Relations
PRQL is designed on top of relational algebra, which is the established data model used by modern SQL databases. A relation has a rigid mathematical definition, which can be simplified to “a table of data”. For example, the invoices
table from the Chinook database (https://github.com/lerocha/chinook-database) looks like this:
invoice_id | customer_id | billing_city | other columns | total |
---|---|---|---|---|
1 | 2 | Stuttgart | … | 1.98 |
2 | 4 | Oslo | … | 3.96 |
3 | 8 | Brussels | … | 5.94 |
4 | 14 | Edmonton | … | 8.91 |
5 | 23 | Boston | … | 13.86 |
6 | 37 | Frankfurt | … | 0.99 |
A relation is composed of rows. Each row in a relation contains a value for each of the relation’s columns. Each column in a relation has an unique name and a designated data type. The table above is a relation, and has columns named invoice_id
and customer_id
each with a data type of “integer number”, a billing_city
column with a data type of “text”, several other columns, and a total
column that contains floating-point numbers.
Queries
The main purpose of PRQL is to build queries that combine and transform data from relations such as the invoices
table above. Here is the most basic query:
from invoices
Note
Try each of these examples here in the Playground. Enter the query on the left-hand side, and click output.arrow in the right-hand side to see the result.
The result of the query above is not terribly interesting, it’s just the same relation as before.
select transform
The select
function picks the columns to pass through based on a list and discards all others. Formally, that list is a tuple of comma-separated expressions wrapped in { ... }
.
Suppose we only need the order_id
and total
columns. Use select
to choose the columns to pass through. (Try it in the Playground.)
from invoices
select { order_id, total }
We can write the items in the tuple on one or several lines: trailing commas are ignored. In addition, we can assign any of the expressions to a variable that becomes the name of the resulting column in the SQL output.
from invoices
select {
OrderID = invoice_id,
Total = total,
}
This is the same query as above, rewritten on multiple lines, and assigning OrderID
and Total
names to the columns.
Once we select
certain columns, subsequent transforms will have access only to those columns named in the tuple.
derive transform
To add columns to a relation, we can use derive
function. Let’s define a new column for Value Added Tax, set at 19% of the invoice total.
from invoices
derive { VAT = total * 0.19 }
The value of the new column can be a constant (such as a number or a string), or can be computed from the value of an existing column. Note that the value of the new column is assigned the name VAT
.
join transform
The join
transform also adds columns to the relation by combining the rows from two relations “side by side”. To determine which rows from each relation should be joined, join
has match criteria, written in ( ... )
.
from invoices
join customers ( ==customer_id )
This example “connects” the customer information from the customers
relation with the information from the invoices
relation, using identical values of the customer_id
column from each relation to match the rows.

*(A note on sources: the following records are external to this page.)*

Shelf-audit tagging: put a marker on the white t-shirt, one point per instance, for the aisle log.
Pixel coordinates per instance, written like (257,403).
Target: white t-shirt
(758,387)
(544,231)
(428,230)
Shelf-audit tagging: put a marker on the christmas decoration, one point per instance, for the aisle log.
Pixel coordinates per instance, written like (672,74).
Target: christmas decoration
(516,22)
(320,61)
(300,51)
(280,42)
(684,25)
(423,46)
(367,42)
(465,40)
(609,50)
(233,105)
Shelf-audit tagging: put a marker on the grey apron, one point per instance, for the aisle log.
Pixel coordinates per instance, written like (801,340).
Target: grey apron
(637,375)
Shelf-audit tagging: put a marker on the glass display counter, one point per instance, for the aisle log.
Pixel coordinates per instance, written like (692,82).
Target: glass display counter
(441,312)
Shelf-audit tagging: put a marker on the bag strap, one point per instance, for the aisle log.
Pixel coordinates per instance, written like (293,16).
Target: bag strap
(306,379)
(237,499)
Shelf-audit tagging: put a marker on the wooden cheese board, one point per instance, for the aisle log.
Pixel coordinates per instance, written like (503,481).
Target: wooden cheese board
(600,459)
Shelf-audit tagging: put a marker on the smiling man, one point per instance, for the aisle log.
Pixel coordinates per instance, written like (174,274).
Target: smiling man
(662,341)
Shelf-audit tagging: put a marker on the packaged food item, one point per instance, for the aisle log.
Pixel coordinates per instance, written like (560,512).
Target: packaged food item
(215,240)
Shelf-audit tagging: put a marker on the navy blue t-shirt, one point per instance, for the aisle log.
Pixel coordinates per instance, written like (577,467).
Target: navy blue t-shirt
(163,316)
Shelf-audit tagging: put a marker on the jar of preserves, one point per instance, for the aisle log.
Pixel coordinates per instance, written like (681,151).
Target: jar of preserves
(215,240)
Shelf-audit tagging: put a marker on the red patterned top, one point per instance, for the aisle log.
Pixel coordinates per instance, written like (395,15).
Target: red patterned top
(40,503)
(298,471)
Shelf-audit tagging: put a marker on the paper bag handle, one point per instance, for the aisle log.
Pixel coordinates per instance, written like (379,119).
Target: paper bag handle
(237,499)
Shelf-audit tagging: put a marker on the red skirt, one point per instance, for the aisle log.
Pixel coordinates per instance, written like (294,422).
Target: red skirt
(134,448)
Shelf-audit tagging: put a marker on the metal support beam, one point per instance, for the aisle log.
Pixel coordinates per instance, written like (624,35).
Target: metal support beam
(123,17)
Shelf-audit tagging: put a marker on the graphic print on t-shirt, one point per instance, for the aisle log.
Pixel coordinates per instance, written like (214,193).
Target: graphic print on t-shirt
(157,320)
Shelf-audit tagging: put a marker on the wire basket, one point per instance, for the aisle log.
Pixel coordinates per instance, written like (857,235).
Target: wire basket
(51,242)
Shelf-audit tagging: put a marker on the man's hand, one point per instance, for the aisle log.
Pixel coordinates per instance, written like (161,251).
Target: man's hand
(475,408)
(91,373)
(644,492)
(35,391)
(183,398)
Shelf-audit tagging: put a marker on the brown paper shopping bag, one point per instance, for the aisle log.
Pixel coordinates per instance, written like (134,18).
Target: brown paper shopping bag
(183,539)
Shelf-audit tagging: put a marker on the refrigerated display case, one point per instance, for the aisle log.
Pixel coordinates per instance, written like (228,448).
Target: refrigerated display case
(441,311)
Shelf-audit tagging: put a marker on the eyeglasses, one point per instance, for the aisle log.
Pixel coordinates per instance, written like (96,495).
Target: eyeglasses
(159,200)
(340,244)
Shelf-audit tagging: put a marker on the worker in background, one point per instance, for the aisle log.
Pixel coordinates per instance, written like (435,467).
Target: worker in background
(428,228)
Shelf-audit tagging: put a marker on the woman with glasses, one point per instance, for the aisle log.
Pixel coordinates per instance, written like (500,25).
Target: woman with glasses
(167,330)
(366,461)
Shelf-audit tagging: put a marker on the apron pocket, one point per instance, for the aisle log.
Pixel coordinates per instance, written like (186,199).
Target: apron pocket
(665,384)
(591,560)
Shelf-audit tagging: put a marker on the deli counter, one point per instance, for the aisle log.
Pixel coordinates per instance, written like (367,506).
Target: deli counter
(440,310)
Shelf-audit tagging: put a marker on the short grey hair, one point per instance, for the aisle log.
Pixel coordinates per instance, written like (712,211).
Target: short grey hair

It is frequently useful to assign an alias to both relations being joined together so that each relation’s columns can be referred to uniquely.
from inv=invoices
join cust=customers ( ==customer_id )
In the example above, the alias inv
represents the invoices
relation and cust
represents the customers
relation. It then becomes possible to refer to inv.billing_city
and cust.last_name
unambiguously.
Summary
PRQL manipulates relations (tables) of data. The derive
, select
, and join
transforms change the number of columns in a table. The first two never affect the number of rows in a table. join
may change the number of rows, depending on the variation chosen.
This final example combines the above into a single query. It illustrates a pipeline - the fundamental basis of PRQL. We simply add new lines (transforms) at the end of the query. Each transform modifies the relation produced by the statement above to produce the desired result.
from inv=invoices
join cust=customers (==customer_id)
derive { VAT = inv.total * 0.19 }
select {
OrderID = inv.invoice_id,
CustomerName = cust.last_name,
Total = inv.total,
VAT,
}